After finishing reading Professor Arpaci-Dusseau’s book Operating Systems - Three Easy Pieces recently, I decide to read this paper again.

Introduction

The Google File System (GSF) is a scalable distributed file system that consists of hundreds of storage machines (1000 storage nodes and over 300 TB of disk storage on 2003) and is accessed by a large number of clients.

Key Observations

  • Componenent failure. This is common for distributed systems.
  • Huge files of several GB are common, since many files are web documents containing many application objects.
  • Most files are mutated by appending new data than overwriting existing data. Random writes within a file are rare. The files are often read sequentially once written. The first point is reasonable considering the nature of google docs, most operations should be to write to the google doc instead of replacing one document by a new one from the client’s local PC.
  • Several clients can concurrently write to the same file and read through it simultaneously.
  • High sustained bandwidth is more important than low latency.
  • Co-design the applications and the file system API.

According to the observations, the workloads primarily consist of two kind of reads: large streaming reads of > 1 MB and small random reads of several KB. It also has many large and sequential appending. Once written, files are seldom modified again. Small random writes do not need to be efficient.

Interface

In addition to usual operations like create, delete, open, close, read and write, GFS also supports

  • snapshot: Create a copy of a file or a directory tree at low cost.
  • record append: Allow multiple clients to append data to the same file concurrently while garanteeing the atomiciy of each client’s append.

Architecture

A GFS consists of

  • A single master that stores the files metadata and controls system-wide activities.
  • Multiple chunkservers that save replicas of file chunks.
gfs-architecture

Files are stored as a collection of fixed-size chunks (64 MB on 2003). Each chunk is identified by an immutable and global 64 bit identifier called chunk handle. The chunk handler is assigned by the master at the time of chunk creation.

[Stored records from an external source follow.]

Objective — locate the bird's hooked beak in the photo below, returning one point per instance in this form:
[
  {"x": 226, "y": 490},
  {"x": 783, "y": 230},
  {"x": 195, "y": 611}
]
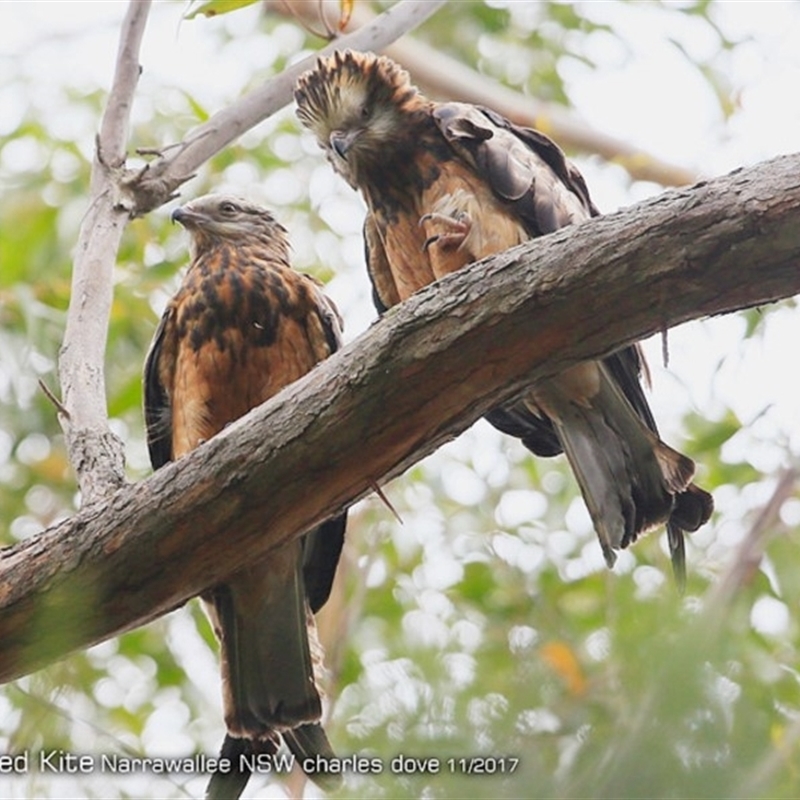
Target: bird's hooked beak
[{"x": 342, "y": 141}]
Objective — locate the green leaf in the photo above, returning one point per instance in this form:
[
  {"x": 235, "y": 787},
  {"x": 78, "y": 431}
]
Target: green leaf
[{"x": 213, "y": 8}]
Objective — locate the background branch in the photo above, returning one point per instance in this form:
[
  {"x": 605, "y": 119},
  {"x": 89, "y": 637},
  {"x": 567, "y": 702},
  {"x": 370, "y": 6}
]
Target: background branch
[
  {"x": 456, "y": 348},
  {"x": 94, "y": 451},
  {"x": 442, "y": 77},
  {"x": 156, "y": 185}
]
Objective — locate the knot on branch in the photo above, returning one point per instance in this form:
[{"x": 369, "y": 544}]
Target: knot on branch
[{"x": 99, "y": 460}]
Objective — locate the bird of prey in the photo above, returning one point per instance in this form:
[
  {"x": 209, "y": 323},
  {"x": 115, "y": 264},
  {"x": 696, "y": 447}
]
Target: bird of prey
[
  {"x": 242, "y": 326},
  {"x": 447, "y": 184}
]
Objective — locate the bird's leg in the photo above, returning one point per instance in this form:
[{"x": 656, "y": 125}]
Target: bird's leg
[{"x": 447, "y": 231}]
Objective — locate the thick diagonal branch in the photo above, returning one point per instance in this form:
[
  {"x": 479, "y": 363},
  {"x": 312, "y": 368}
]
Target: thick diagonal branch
[{"x": 429, "y": 369}]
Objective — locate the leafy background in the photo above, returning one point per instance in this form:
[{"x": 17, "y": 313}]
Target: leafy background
[{"x": 486, "y": 623}]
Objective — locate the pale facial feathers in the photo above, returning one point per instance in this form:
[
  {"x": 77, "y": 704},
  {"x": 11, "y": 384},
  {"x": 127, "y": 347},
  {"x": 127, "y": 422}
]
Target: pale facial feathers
[{"x": 354, "y": 103}]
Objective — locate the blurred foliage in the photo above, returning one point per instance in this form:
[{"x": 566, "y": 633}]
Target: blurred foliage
[{"x": 486, "y": 624}]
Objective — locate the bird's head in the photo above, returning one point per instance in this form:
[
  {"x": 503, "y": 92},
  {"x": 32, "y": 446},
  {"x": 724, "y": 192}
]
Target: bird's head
[
  {"x": 359, "y": 106},
  {"x": 221, "y": 217}
]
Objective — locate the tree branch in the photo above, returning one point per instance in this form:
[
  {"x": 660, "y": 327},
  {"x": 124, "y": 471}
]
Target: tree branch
[
  {"x": 94, "y": 451},
  {"x": 156, "y": 185},
  {"x": 416, "y": 379}
]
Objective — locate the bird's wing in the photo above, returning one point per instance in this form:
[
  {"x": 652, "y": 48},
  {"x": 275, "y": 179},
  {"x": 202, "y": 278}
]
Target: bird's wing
[
  {"x": 522, "y": 166},
  {"x": 157, "y": 404},
  {"x": 322, "y": 546}
]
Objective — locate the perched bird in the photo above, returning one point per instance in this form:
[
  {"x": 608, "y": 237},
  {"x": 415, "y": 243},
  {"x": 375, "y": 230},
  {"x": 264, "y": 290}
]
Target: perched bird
[
  {"x": 242, "y": 326},
  {"x": 447, "y": 184}
]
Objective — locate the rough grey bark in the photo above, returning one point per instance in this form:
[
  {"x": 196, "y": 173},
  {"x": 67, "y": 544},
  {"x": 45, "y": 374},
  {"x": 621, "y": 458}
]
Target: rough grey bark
[
  {"x": 94, "y": 451},
  {"x": 419, "y": 377}
]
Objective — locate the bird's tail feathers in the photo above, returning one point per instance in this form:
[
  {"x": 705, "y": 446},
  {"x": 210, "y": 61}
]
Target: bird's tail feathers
[
  {"x": 261, "y": 618},
  {"x": 627, "y": 475}
]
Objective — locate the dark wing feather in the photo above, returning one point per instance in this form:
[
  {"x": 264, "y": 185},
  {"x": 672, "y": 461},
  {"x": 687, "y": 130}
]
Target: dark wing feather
[
  {"x": 531, "y": 173},
  {"x": 522, "y": 166},
  {"x": 157, "y": 406}
]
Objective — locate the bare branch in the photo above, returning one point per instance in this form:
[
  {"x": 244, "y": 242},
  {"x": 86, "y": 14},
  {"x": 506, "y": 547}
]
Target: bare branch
[
  {"x": 163, "y": 176},
  {"x": 94, "y": 451},
  {"x": 446, "y": 78},
  {"x": 416, "y": 379}
]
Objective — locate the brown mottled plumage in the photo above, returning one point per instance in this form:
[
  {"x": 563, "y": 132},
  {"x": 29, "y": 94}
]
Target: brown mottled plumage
[
  {"x": 242, "y": 326},
  {"x": 447, "y": 184}
]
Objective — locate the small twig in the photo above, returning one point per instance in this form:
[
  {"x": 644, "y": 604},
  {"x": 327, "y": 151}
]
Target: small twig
[
  {"x": 377, "y": 489},
  {"x": 53, "y": 399}
]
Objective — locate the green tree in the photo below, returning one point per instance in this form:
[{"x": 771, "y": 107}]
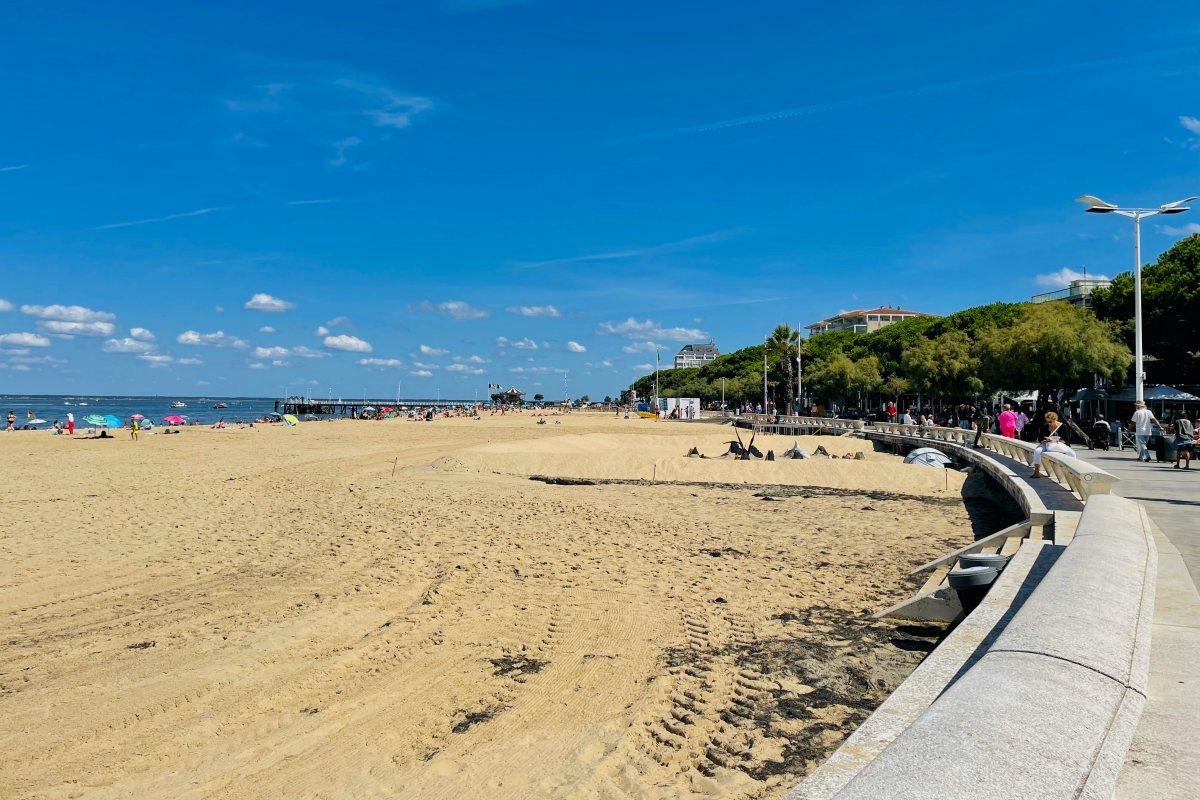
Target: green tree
[
  {"x": 1051, "y": 346},
  {"x": 942, "y": 366},
  {"x": 1170, "y": 305},
  {"x": 784, "y": 343}
]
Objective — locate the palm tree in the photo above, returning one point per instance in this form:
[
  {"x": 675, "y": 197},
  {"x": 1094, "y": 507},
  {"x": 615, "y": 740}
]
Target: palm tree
[{"x": 785, "y": 342}]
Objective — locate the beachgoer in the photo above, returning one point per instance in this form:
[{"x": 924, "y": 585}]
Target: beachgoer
[
  {"x": 1056, "y": 438},
  {"x": 982, "y": 422},
  {"x": 1144, "y": 422},
  {"x": 1185, "y": 440}
]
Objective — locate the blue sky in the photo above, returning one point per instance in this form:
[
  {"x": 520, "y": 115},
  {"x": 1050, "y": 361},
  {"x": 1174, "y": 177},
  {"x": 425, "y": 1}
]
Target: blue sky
[{"x": 207, "y": 199}]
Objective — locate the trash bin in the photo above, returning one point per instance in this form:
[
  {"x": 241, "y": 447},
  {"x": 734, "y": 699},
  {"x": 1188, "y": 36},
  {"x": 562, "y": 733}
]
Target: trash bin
[{"x": 1165, "y": 449}]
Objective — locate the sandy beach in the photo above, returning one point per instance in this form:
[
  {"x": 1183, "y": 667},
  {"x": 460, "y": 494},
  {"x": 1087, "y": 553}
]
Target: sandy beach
[{"x": 394, "y": 609}]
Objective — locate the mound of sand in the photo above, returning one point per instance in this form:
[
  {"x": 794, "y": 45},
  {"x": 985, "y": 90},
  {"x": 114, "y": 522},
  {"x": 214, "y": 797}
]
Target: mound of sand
[
  {"x": 640, "y": 456},
  {"x": 316, "y": 612}
]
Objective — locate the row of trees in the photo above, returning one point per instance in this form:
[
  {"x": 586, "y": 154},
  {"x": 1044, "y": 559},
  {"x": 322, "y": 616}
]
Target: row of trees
[
  {"x": 996, "y": 347},
  {"x": 983, "y": 349}
]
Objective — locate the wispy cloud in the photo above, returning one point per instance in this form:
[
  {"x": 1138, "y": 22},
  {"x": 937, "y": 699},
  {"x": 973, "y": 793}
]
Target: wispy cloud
[
  {"x": 635, "y": 329},
  {"x": 181, "y": 215},
  {"x": 636, "y": 252},
  {"x": 904, "y": 94},
  {"x": 348, "y": 343},
  {"x": 534, "y": 311},
  {"x": 453, "y": 308},
  {"x": 263, "y": 301}
]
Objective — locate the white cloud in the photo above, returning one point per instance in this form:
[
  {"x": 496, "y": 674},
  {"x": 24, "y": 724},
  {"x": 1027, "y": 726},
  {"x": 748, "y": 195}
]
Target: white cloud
[
  {"x": 24, "y": 340},
  {"x": 69, "y": 313},
  {"x": 349, "y": 343},
  {"x": 341, "y": 148},
  {"x": 454, "y": 310},
  {"x": 126, "y": 344},
  {"x": 76, "y": 329},
  {"x": 534, "y": 311},
  {"x": 1181, "y": 230},
  {"x": 219, "y": 338},
  {"x": 263, "y": 301},
  {"x": 1062, "y": 278},
  {"x": 156, "y": 359},
  {"x": 634, "y": 329},
  {"x": 309, "y": 353}
]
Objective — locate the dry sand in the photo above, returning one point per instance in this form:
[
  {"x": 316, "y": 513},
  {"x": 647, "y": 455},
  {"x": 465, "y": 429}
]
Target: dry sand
[{"x": 273, "y": 613}]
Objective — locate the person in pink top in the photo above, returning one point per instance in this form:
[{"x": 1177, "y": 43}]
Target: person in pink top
[{"x": 1007, "y": 422}]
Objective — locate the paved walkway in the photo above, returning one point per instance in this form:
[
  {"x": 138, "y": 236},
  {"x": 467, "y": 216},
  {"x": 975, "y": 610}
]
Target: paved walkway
[{"x": 1164, "y": 759}]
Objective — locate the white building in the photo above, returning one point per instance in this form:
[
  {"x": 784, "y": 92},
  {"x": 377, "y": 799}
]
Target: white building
[{"x": 696, "y": 355}]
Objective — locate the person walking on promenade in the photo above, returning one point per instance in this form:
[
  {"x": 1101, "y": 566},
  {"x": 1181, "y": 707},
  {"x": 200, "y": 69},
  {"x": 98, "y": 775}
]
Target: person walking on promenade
[
  {"x": 1144, "y": 422},
  {"x": 1055, "y": 438},
  {"x": 983, "y": 423},
  {"x": 1185, "y": 440},
  {"x": 1007, "y": 422}
]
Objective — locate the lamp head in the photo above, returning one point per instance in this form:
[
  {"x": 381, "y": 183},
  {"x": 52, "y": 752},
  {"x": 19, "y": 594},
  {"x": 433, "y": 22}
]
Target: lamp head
[
  {"x": 1095, "y": 204},
  {"x": 1177, "y": 206}
]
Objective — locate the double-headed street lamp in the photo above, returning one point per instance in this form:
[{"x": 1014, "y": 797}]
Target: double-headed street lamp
[{"x": 1096, "y": 205}]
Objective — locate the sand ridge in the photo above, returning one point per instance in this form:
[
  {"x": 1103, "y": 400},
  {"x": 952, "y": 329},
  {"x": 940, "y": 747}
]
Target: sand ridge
[{"x": 270, "y": 612}]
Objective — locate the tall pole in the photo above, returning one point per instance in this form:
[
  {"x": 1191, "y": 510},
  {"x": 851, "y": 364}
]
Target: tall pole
[
  {"x": 799, "y": 372},
  {"x": 765, "y": 380},
  {"x": 1139, "y": 376}
]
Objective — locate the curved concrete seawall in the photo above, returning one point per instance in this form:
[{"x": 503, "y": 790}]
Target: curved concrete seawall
[{"x": 1038, "y": 692}]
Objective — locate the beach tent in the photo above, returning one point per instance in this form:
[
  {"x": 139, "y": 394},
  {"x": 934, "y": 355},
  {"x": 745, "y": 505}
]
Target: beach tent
[{"x": 928, "y": 457}]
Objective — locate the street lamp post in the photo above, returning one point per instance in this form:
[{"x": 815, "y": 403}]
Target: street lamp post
[{"x": 1096, "y": 205}]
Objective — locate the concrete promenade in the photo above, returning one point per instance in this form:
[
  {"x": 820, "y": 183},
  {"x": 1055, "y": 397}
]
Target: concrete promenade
[{"x": 1164, "y": 761}]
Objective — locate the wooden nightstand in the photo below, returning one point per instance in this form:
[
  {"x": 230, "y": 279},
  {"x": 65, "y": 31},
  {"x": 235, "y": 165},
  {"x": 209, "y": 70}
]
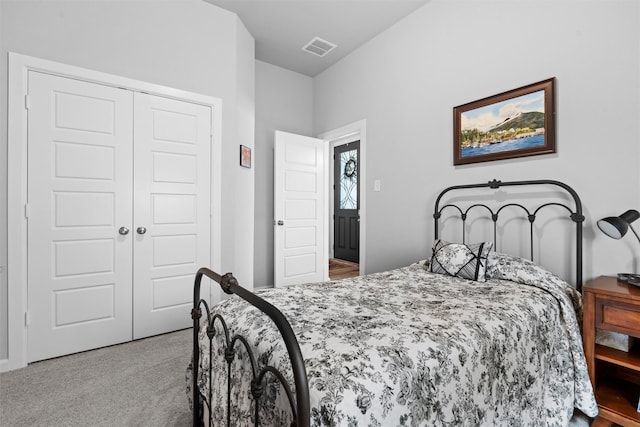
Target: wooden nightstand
[{"x": 612, "y": 305}]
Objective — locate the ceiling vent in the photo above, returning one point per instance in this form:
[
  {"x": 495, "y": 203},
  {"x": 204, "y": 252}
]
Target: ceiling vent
[{"x": 319, "y": 47}]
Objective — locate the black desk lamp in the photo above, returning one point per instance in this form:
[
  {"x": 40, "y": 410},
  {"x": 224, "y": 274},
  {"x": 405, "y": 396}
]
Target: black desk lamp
[{"x": 616, "y": 227}]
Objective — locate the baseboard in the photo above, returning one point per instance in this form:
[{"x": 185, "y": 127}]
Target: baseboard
[{"x": 4, "y": 365}]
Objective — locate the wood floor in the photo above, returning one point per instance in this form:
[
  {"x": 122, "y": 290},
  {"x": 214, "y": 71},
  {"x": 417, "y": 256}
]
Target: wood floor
[{"x": 341, "y": 269}]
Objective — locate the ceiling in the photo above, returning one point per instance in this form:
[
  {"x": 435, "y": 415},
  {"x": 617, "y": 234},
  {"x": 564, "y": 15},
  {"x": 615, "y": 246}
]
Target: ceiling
[{"x": 281, "y": 28}]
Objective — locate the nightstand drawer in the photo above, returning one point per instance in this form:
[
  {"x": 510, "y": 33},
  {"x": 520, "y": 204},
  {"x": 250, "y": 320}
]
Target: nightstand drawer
[{"x": 618, "y": 316}]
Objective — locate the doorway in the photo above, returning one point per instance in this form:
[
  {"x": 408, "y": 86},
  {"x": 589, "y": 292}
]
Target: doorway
[
  {"x": 346, "y": 202},
  {"x": 347, "y": 135}
]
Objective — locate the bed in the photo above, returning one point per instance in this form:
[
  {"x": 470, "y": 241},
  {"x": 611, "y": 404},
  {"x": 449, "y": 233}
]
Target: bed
[{"x": 470, "y": 336}]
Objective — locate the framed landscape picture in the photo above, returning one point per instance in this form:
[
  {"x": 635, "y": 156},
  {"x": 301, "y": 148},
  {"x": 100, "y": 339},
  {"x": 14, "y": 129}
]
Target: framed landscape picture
[{"x": 517, "y": 123}]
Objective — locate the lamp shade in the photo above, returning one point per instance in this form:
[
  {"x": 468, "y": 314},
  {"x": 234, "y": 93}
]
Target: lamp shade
[{"x": 617, "y": 226}]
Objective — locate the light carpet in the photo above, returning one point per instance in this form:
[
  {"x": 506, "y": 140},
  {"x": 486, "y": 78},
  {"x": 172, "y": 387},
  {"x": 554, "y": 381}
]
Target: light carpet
[{"x": 141, "y": 383}]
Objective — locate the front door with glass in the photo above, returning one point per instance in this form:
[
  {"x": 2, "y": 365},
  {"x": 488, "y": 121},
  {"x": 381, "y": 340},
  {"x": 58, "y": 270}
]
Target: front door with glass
[{"x": 347, "y": 202}]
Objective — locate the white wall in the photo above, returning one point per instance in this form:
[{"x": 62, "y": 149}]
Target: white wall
[
  {"x": 406, "y": 81},
  {"x": 185, "y": 44},
  {"x": 284, "y": 101}
]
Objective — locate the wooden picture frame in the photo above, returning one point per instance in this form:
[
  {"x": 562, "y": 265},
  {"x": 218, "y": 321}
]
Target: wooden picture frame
[
  {"x": 245, "y": 156},
  {"x": 516, "y": 123}
]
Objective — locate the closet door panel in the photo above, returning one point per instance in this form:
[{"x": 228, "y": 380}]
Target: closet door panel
[
  {"x": 79, "y": 195},
  {"x": 172, "y": 203}
]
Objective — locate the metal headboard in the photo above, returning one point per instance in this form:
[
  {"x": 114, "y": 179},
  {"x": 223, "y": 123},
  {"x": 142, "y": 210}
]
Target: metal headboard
[{"x": 575, "y": 214}]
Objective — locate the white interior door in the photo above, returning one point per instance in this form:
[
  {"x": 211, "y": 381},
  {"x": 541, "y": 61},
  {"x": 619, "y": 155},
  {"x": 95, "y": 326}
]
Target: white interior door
[
  {"x": 300, "y": 198},
  {"x": 79, "y": 195},
  {"x": 171, "y": 210}
]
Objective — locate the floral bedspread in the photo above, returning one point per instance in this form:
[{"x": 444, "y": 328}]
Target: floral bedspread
[{"x": 409, "y": 347}]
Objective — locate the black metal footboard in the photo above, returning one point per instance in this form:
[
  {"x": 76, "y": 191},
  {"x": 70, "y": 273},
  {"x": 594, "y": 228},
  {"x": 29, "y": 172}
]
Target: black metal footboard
[{"x": 299, "y": 405}]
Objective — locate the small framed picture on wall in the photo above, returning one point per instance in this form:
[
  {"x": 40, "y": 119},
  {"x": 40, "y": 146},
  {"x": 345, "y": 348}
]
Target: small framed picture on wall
[{"x": 245, "y": 156}]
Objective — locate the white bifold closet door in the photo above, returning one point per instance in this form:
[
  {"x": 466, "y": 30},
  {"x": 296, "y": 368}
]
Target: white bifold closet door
[
  {"x": 118, "y": 213},
  {"x": 172, "y": 201}
]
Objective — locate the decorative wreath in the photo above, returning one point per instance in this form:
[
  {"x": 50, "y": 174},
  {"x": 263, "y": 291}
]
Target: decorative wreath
[{"x": 350, "y": 168}]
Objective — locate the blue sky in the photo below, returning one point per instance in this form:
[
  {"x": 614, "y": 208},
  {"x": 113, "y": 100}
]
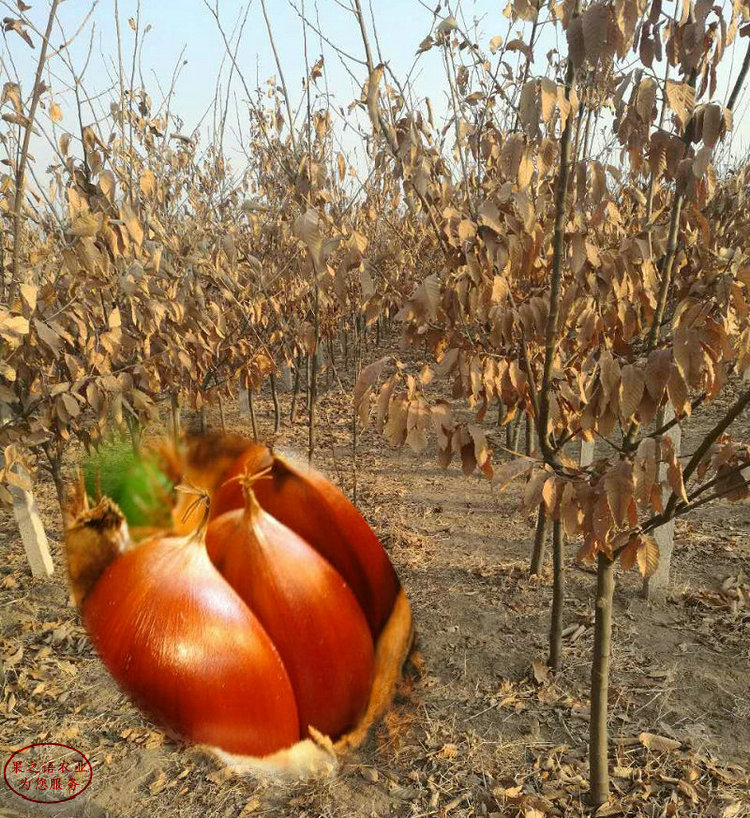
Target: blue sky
[{"x": 401, "y": 25}]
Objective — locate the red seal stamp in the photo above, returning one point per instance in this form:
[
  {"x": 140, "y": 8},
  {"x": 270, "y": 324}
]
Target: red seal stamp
[{"x": 48, "y": 773}]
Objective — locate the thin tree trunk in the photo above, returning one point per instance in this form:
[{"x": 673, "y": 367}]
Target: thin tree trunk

The workflow of a simple read is as following

Client Master Chunkserver
Translate the filename and byteoffset for read into a file chunk index    
Send the filename and file chunk index to master    
  Receive the request of filename and file chunk index  
  Send the chunk handle and replica locations to client  
Receive chunk handle and replica locations    
Cache these informations with filename and file chunk index    
Send request of chunk handle to one chunkserver with replica    
    Receive chunk handle request
    Send the corresponding chunk to client

Metadata

There are three major types of metadata

  • File and Chunk namespaces
  • File to chunk mapping
  • Chunk replicas’ locations

The metadata is stored in memory to assure performance.